A fascinating examination of J.D. Salinger and his landmark novel, The Catcher in the Rye
Since its publication in 1951, The Catcher in the Rye has been a cultural phenomenon, not only as an assigned text for English courses, but as a touchstone for generations of alienated youth. But who was J.D. Salinger, and how did he come to write a novel whose impact continues to resonate with millions of readers?
In J.D. Salinger’s The Catcher in the Rye: A Cultural History, Josef Benson examines the legacy of an elusive author and his work. After exploring how the novel reflected Salinger’s tortured psyche, Benson discusses how the book made an impact on generations of readers—from 1960s counter-culture youth and followers of the Black Power movement of the 1970s to the disenfranchised teens of the Reagan era and the celebrity-fixated masses of the present day. In addition, Benson unravels the mystery behind Salinger’s reclusiveness, the effects the novel had on the reading public who adored it, and why three American assassins cited the novel as an inspiration.

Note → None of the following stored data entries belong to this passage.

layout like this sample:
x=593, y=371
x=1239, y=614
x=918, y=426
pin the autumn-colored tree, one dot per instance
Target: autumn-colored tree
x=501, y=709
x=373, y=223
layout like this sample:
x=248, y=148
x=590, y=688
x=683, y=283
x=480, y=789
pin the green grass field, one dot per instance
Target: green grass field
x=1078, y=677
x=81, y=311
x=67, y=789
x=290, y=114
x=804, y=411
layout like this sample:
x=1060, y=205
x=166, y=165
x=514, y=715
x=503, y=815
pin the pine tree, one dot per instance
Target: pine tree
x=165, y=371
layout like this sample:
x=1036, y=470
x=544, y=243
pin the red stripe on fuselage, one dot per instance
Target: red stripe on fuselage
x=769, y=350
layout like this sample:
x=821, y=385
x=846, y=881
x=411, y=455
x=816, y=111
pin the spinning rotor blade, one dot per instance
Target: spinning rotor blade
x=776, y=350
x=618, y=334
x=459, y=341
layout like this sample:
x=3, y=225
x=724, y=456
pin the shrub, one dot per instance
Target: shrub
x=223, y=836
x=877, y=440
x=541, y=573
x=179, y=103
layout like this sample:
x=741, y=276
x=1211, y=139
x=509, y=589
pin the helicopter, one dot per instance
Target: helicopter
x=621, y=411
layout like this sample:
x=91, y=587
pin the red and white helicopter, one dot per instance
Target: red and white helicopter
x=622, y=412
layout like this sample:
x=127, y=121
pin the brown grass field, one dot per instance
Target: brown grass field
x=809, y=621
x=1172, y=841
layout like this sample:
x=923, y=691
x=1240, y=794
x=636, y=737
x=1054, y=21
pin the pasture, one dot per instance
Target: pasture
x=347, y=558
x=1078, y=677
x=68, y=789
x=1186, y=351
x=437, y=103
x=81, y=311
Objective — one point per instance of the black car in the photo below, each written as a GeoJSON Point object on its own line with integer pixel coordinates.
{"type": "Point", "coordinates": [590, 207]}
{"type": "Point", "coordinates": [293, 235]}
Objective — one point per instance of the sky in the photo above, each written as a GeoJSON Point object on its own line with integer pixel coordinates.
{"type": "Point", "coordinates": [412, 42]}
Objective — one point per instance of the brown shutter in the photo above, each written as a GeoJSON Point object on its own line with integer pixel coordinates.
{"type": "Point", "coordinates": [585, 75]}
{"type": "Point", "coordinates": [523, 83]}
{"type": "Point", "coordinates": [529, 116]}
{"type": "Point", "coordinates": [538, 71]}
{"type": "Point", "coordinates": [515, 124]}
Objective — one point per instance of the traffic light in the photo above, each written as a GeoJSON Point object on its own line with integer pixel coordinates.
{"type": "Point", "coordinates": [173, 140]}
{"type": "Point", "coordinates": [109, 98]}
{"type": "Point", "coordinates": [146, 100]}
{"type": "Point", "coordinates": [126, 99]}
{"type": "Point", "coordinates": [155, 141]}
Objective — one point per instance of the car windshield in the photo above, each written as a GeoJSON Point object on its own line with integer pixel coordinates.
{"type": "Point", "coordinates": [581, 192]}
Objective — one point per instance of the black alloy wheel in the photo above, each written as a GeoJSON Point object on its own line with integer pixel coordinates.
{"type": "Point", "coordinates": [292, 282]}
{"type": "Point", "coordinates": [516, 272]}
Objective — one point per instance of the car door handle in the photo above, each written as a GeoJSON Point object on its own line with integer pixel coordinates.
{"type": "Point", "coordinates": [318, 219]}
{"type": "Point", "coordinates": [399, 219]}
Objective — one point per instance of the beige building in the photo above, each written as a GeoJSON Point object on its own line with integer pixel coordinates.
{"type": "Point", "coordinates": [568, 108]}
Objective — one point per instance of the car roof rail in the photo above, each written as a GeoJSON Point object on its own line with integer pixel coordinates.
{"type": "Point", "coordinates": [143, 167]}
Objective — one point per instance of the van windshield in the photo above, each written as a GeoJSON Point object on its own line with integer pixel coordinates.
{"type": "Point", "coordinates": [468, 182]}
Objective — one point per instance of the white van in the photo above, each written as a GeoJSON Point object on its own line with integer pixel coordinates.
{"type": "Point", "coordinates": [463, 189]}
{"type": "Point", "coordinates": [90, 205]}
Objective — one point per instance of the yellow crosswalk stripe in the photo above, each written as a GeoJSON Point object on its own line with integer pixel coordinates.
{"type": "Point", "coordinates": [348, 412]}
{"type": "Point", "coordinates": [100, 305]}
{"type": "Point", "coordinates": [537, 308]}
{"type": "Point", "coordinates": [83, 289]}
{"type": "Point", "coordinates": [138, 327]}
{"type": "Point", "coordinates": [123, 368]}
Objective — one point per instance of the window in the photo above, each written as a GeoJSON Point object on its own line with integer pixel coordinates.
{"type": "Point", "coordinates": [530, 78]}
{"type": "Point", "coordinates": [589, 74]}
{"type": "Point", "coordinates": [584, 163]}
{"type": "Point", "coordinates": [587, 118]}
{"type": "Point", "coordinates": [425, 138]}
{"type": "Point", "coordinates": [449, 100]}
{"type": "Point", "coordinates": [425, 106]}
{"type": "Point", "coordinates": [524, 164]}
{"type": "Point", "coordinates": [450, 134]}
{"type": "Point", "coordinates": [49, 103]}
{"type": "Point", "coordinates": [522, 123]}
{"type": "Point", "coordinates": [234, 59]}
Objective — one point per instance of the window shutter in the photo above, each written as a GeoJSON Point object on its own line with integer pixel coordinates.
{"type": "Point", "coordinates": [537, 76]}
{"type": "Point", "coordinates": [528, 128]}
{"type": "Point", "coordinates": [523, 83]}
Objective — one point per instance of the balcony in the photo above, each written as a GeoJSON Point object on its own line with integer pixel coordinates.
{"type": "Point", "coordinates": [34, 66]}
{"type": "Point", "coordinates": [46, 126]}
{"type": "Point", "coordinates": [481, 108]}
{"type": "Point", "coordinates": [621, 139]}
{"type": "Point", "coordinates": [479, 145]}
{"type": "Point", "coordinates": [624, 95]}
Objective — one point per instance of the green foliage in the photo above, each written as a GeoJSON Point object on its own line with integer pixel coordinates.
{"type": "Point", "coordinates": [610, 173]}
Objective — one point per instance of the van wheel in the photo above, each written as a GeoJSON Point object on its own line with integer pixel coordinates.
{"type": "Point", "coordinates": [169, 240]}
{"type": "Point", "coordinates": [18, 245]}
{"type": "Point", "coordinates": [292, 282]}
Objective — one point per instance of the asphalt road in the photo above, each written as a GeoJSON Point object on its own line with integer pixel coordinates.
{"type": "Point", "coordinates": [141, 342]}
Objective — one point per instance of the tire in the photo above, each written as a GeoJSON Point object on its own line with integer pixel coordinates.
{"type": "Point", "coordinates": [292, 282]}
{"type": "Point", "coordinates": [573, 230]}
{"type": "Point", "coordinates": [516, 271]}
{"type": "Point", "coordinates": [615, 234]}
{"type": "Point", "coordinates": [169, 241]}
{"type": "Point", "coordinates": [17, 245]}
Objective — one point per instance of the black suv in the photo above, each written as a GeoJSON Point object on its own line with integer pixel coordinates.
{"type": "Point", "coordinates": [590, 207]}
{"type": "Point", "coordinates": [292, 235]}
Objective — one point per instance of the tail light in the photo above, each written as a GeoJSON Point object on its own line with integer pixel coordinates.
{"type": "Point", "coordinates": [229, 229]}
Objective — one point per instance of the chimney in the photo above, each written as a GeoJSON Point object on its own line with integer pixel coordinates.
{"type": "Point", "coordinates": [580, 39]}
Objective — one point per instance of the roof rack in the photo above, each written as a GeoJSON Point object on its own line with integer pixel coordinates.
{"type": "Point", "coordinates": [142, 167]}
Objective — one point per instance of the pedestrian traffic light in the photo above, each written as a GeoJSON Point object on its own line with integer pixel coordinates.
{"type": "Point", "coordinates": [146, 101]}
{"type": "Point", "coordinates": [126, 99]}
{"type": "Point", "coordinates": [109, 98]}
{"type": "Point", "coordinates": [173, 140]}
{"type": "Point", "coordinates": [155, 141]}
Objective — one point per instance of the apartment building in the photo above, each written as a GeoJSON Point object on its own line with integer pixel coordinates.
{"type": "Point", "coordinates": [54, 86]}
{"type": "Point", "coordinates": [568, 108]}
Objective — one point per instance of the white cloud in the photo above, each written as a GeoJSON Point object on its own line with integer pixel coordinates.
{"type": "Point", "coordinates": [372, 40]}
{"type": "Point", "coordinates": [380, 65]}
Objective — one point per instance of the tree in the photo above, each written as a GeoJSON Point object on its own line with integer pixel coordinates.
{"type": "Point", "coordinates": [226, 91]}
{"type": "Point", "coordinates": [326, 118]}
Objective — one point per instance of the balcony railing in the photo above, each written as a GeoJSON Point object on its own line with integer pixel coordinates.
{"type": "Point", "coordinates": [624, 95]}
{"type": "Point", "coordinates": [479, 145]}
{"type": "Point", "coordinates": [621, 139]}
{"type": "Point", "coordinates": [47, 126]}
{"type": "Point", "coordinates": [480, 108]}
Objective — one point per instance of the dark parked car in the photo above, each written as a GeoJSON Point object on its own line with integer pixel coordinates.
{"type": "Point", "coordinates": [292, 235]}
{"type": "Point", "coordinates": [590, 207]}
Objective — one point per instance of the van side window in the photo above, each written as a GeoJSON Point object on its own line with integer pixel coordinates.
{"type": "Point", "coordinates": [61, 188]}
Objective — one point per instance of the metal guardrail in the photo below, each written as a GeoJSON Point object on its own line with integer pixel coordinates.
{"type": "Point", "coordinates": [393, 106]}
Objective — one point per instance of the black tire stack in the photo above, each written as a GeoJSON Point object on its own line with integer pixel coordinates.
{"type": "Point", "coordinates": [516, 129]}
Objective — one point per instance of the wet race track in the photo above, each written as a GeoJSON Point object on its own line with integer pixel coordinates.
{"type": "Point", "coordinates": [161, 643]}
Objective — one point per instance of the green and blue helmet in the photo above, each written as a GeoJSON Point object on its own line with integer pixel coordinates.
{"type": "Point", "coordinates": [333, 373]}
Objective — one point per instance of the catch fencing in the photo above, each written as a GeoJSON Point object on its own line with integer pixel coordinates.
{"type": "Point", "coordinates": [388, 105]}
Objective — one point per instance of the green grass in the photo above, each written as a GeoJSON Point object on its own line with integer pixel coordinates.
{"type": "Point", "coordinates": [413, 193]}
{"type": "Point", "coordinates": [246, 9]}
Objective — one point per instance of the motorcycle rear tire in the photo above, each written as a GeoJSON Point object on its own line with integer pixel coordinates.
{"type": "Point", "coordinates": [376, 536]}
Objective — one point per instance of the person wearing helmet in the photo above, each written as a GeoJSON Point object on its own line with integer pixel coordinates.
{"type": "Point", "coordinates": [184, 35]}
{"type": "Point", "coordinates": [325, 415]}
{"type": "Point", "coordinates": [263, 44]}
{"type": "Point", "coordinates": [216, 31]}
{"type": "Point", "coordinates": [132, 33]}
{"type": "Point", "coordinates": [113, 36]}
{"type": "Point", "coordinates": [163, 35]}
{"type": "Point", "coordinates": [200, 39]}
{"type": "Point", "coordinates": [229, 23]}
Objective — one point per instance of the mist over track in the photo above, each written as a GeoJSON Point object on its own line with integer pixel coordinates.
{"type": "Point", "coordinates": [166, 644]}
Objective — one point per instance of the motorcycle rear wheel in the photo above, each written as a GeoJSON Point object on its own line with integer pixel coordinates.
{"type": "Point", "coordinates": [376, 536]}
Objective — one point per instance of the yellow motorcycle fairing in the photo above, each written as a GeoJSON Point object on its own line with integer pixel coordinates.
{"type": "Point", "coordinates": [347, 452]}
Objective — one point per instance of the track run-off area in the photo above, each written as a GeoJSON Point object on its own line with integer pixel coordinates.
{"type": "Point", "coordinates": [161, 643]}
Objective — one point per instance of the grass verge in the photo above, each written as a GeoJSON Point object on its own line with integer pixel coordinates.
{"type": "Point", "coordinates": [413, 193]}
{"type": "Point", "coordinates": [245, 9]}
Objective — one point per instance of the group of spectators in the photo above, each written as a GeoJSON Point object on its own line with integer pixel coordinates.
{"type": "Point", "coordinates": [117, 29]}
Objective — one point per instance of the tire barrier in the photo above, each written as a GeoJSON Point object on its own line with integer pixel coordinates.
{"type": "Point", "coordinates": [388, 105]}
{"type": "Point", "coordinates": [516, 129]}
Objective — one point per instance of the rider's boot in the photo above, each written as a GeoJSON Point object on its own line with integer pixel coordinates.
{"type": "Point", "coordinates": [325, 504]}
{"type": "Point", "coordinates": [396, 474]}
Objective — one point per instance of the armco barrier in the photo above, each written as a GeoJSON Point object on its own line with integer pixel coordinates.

J.D. Salinger’s The Catcher in the Rye also considers why this work of fiction has been among the most widely taught—and most frequently banned—books of all time. By looking at the novel as both an artifact of the 1950s as well as a living testament to the turmoil of teenage angst, this book provides a riveting discussion of one of the most enigmatic novels and authors of all time.
Josef Benson is an associate professor of English at the University of Wisconsin Parkside. He is the author of Hypermasculinities in the Contemporary Novel: Cormac McCarthy, Toni Morrison, and James Baldwin and Star Wars: The Triumph of Nerd Culture.